AK NÖ-Wieser bei AGRANA-Betriebsversammlung: „Lösungen auf den Tisch!“

Erhalt der Arbeitsplätze und Sicherung der regionalen Lebensmittelproduktion

St. Pölten (OTS) - „Die Bundesregierung muss ihrer Verantwortung nachkommen und die regionale Lebensmittelproduktion und damit die Arbeitsplätze sichern“, sagt AK Niederösterreich-Präsident und ÖGB NÖ-Vorsitzender Markus Wieser zu den Beschäftigten der AGRANA am Standort der Zuckerfabrik in Leopoldsdorf, wo am Montag eine Betriebsversammlung stattgefunden hat.

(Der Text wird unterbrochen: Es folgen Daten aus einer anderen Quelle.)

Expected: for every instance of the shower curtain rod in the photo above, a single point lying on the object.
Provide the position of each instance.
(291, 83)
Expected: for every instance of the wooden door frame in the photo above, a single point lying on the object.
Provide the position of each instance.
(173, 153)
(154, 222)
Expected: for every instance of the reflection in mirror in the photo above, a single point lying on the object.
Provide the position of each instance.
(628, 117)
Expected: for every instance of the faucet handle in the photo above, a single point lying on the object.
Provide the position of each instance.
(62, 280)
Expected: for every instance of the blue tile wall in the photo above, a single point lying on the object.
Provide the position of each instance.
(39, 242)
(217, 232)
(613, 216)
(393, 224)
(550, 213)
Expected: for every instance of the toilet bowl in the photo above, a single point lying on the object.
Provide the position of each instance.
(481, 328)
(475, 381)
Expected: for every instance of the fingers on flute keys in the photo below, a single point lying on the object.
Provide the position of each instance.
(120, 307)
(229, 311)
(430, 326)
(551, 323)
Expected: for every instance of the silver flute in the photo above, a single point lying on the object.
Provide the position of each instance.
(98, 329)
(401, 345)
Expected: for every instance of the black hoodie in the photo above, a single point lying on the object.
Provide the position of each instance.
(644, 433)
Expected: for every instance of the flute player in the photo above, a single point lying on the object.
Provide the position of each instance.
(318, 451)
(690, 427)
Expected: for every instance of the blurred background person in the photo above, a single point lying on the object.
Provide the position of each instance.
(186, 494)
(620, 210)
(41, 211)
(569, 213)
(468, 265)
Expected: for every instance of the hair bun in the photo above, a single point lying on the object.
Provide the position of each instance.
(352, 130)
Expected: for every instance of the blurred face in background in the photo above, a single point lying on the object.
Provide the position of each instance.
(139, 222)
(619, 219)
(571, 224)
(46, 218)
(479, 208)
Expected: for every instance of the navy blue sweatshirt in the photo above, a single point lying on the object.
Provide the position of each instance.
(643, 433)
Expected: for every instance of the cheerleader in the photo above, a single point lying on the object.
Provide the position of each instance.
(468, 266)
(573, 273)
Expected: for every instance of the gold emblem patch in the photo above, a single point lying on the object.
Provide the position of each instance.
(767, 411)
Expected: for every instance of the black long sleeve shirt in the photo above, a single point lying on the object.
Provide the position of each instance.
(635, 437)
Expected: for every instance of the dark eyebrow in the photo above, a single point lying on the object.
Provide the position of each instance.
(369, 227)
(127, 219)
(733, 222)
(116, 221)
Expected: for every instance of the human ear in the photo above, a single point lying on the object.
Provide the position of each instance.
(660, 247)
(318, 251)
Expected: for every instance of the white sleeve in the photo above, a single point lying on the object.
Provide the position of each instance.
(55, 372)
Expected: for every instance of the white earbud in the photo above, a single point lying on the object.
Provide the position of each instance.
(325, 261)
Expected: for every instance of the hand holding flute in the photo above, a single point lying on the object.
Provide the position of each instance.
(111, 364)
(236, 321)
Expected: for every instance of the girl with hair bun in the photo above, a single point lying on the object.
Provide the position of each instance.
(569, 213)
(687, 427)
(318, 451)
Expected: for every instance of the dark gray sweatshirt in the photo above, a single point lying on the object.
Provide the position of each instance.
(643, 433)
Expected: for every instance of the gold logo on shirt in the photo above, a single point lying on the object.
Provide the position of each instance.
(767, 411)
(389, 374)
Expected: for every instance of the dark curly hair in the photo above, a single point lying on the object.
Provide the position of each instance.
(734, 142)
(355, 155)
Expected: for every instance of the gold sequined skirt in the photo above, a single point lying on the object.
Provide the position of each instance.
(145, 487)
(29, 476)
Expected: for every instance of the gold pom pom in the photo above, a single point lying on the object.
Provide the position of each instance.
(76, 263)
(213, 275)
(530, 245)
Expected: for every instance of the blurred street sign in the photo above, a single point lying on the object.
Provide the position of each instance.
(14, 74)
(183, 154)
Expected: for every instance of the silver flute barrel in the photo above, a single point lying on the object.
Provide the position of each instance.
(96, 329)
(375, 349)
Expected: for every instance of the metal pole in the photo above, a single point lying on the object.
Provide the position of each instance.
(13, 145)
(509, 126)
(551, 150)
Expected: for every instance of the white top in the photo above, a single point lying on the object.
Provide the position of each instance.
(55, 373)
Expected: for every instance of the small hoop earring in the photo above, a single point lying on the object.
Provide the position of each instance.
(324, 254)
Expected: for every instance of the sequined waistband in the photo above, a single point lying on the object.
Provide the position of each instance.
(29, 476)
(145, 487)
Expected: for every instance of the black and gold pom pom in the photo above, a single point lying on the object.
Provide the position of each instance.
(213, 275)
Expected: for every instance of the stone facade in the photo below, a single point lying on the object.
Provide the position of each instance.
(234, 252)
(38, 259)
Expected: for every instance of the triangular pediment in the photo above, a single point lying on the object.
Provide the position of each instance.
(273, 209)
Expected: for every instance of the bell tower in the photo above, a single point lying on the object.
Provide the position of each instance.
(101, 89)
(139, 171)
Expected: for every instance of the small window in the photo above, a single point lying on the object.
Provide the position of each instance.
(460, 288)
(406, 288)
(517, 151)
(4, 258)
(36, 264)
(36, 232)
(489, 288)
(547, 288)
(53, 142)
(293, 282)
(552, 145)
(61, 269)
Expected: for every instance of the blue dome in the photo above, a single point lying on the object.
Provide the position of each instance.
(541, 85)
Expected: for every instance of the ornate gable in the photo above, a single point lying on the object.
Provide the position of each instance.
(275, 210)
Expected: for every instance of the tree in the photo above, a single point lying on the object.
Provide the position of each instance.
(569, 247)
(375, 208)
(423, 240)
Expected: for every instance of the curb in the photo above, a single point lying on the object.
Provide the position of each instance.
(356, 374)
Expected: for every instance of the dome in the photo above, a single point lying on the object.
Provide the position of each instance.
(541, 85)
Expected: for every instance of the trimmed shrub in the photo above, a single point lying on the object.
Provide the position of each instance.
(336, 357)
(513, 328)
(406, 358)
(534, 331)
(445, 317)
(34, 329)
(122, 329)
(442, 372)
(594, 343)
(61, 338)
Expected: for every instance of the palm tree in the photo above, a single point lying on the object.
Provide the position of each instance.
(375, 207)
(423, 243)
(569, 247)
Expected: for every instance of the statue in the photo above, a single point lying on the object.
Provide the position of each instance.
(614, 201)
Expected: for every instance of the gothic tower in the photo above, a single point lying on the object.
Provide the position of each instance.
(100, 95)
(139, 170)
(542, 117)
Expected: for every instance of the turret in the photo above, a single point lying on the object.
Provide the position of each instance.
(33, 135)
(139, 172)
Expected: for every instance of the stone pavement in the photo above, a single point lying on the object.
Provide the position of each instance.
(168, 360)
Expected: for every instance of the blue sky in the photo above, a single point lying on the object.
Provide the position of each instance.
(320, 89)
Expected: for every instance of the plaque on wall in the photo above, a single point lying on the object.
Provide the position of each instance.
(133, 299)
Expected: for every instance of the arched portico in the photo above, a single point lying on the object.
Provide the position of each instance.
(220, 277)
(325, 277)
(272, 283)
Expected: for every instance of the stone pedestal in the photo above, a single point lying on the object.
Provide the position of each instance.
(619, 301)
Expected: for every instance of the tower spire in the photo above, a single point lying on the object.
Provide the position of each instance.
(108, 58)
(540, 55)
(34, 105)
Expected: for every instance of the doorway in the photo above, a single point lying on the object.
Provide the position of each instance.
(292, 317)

Gemeinsam mit Arbeiter-Betriebsratsvorsitzendem Walter Rotter wurden berechtigte Sorgen der Arbeitnehmer besprochen, und ihnen wurde vollste Unterstützung seitens der Arbeiterkammer, des ÖGB und der Belegschaftsvertretung zugesichert. „Die Problematik rund um die Zuckerproduktion ist der Bundesregierung seit Jahren bekannt, es braucht daher rasch nachhaltige Lösungen zum Wohle aller Beteiligten in der Region“, so Wieser.

„Wir reden MIT den Beschäftigten, während die anderen zumeist nur ÜBER die Beschäftigten reden, und unverbindliche runde Tische abhalten“, so Wieser. Das Problem der Herausforderungen in der Zuckerproduktion (Zuckermarktordnung, Neonicotinoide usw.) besteht nicht erst seit heute und ist in der Region und unter der Belegschaft schon lange Thema. Man hat teilweise den Eindruck, dass der Standort den Standpunkt bestimmt. So wie bei der zuständigen Bundesministerin Elisabeth Köstinger, die als damalige EU-Abgeordnete im Jahr 2016 anlässlich drohender Probleme beim Auslaufen der EU-Zuckermarktordnung beschwichtigt hat, man solle „Chancen erkennen“ und „Chancen nutzen“. „Damit war und ist keiner Arbeitnehmerin und keinem Arbeitnehmer und schon gar keinem landwirtschaftlichen Produzenten geholfen, ganz im Gegenteil“, so Wieser. Derzeit stehen viele Existenzen in der Region auf dem Spiel, was zu Sorgen und Unsicherheit unter der Belegschaft führt.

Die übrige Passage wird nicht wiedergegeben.